HDFS Flashcards
WHAT IS HDFS
HDFS is the distributed files system that store and access a large set of data on a cluster of commodity hardwares. its designed for high-throughput and batch processing application, with a write-once-read-many data access model prioritize data streaming over low latency
whats the architecture of HDFS
Master-slave architecture, namenode is the master(store metadata,file system trees and locations of the blocks); datanode is the slave, it actually stores and retrieves the blocks.
what is SPOF and how to fix it
single point of failure
1)High availability (active&standby namenode)
2)second namenode regularly merges the metadata and edit logs to improve the performance of HDFS
3)regularly backup and recovery on an external storage system
4)QJM ensure consistent replication of edit logs accross multiple nodes.
3 features of HDFS
HA;Federation;Replication(replicates and Erasure coding);
HDFS limitations
high-throughput but low latency;not suitable for lots of small files;
whats the two types of file formats
row-oriented and column oriented. row-oriented is more suitable for operational workloads, ideal for OLTP, like uploading customer profiles and adding new orders;
column-oriented is suitable for OLAP, analytical workloads, like calculating average salaries by department.
column-oriented is better compresstion; saving space at large scale;reduced i/o analytics queries by reading only required columns; skip unnecessary deserialization and can process encoded data directly
what’s parquet and how it works
parquet is a column-oriented open file format for query nested structures in a flat representation.
the data model structure is root(a group of fields) and fields(name, type and frequency)

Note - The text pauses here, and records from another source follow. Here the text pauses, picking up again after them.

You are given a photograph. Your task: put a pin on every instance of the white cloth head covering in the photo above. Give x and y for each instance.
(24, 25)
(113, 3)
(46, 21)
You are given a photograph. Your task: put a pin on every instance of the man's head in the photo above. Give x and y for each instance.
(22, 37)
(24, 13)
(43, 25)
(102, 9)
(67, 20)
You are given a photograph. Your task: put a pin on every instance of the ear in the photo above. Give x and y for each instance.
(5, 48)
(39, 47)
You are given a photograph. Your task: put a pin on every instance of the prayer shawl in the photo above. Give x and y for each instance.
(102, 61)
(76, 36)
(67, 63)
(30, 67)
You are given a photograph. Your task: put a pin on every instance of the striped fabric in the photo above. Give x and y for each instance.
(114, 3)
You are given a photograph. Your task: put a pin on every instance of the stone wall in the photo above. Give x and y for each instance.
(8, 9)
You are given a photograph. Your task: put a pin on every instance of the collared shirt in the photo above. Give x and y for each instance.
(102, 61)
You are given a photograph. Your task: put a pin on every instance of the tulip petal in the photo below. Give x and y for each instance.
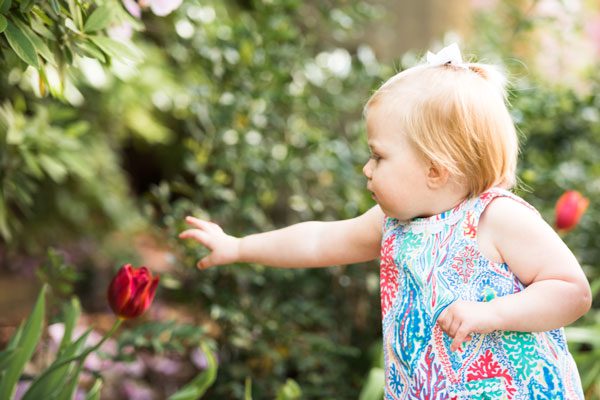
(570, 207)
(130, 297)
(120, 289)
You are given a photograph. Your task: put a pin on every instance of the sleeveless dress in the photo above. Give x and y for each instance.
(428, 263)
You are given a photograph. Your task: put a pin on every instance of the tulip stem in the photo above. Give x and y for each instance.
(85, 353)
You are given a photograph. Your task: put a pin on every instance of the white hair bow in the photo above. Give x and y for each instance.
(448, 55)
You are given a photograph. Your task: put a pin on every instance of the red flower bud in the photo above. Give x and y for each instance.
(131, 291)
(569, 209)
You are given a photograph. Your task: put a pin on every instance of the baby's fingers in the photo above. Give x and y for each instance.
(461, 336)
(198, 235)
(205, 262)
(201, 224)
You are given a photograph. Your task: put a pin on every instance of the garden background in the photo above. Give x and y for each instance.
(117, 119)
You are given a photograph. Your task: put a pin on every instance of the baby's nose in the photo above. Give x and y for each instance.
(367, 169)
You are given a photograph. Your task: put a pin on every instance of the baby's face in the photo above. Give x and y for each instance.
(396, 173)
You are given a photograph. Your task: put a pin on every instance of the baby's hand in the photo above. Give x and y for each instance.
(224, 249)
(462, 318)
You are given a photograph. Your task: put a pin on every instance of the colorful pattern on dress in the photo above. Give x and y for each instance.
(428, 263)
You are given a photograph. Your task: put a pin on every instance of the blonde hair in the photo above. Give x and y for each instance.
(456, 117)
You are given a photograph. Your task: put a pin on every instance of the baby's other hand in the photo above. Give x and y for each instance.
(224, 249)
(462, 318)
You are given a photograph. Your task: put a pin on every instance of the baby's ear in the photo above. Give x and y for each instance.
(437, 176)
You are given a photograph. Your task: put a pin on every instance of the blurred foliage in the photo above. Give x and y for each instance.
(248, 113)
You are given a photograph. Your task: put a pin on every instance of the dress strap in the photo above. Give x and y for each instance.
(472, 217)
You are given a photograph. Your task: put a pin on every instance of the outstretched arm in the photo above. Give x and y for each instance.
(307, 244)
(557, 292)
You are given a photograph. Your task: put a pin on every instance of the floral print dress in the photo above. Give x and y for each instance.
(428, 263)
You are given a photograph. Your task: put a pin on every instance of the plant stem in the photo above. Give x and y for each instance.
(85, 353)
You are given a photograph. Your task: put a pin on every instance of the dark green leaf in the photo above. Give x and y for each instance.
(52, 382)
(197, 387)
(99, 19)
(71, 314)
(5, 5)
(21, 45)
(27, 344)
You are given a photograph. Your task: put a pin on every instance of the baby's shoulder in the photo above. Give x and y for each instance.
(507, 210)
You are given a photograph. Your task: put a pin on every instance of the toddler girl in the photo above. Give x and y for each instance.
(475, 286)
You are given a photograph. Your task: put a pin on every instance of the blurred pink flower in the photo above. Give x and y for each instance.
(592, 29)
(158, 7)
(164, 7)
(133, 7)
(484, 5)
(121, 32)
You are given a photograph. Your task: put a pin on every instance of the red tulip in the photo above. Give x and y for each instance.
(131, 291)
(569, 209)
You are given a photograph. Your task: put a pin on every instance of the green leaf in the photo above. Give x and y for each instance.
(5, 5)
(198, 386)
(40, 46)
(99, 19)
(75, 12)
(289, 391)
(53, 382)
(91, 50)
(71, 311)
(94, 393)
(70, 386)
(55, 169)
(248, 389)
(38, 26)
(4, 231)
(26, 346)
(21, 45)
(117, 49)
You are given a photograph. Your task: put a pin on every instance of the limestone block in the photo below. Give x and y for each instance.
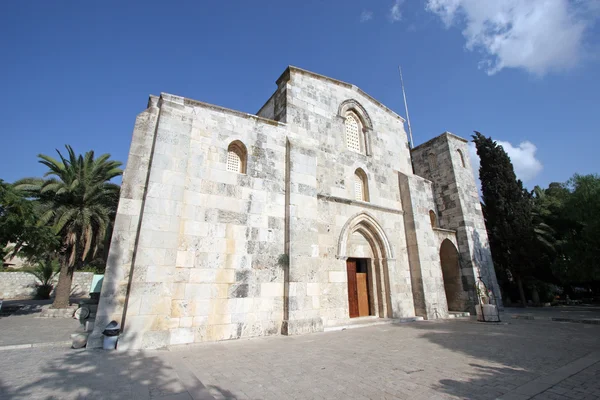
(271, 289)
(337, 276)
(312, 289)
(181, 336)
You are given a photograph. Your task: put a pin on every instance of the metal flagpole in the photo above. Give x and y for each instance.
(406, 107)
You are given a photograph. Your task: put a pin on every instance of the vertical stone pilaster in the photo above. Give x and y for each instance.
(113, 298)
(303, 244)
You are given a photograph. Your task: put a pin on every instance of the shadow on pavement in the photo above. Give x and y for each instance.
(507, 355)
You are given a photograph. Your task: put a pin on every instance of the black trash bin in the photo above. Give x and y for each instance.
(111, 335)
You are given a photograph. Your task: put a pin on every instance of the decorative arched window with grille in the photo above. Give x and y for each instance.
(237, 157)
(461, 158)
(361, 186)
(354, 134)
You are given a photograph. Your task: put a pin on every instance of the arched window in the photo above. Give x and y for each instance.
(361, 186)
(432, 161)
(354, 133)
(237, 157)
(433, 218)
(461, 158)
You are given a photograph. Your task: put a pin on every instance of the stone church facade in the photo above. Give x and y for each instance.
(313, 214)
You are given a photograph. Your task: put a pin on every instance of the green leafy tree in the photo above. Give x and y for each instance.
(78, 201)
(19, 227)
(507, 211)
(582, 210)
(44, 271)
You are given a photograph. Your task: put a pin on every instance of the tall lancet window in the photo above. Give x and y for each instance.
(361, 186)
(236, 157)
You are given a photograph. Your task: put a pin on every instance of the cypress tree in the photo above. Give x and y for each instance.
(507, 211)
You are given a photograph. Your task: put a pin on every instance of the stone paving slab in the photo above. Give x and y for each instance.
(424, 360)
(29, 330)
(445, 360)
(578, 314)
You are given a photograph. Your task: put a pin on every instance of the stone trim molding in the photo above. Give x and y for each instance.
(166, 97)
(364, 204)
(368, 226)
(353, 105)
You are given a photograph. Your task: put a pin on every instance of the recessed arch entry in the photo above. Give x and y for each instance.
(366, 249)
(450, 262)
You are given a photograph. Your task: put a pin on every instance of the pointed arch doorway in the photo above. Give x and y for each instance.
(452, 278)
(366, 249)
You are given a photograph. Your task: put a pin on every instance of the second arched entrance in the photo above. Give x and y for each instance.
(366, 249)
(452, 278)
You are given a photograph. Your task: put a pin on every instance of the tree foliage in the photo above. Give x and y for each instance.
(19, 226)
(507, 211)
(78, 201)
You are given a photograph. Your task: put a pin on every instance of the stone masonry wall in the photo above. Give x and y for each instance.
(200, 253)
(423, 247)
(318, 279)
(21, 285)
(206, 255)
(445, 161)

how does parquet storing data in a nested way in a columnar format
it uses 2 ints to represent 2 different level: definition level and repetition level. definition level shows the presence of the data, handles the missing values.
repetition level indicates when to start a new list for repeated fields.
(the depth and the repeated data structure) it allows parquet to represent repeated fields efficiently while presenting their hierarchical relationships.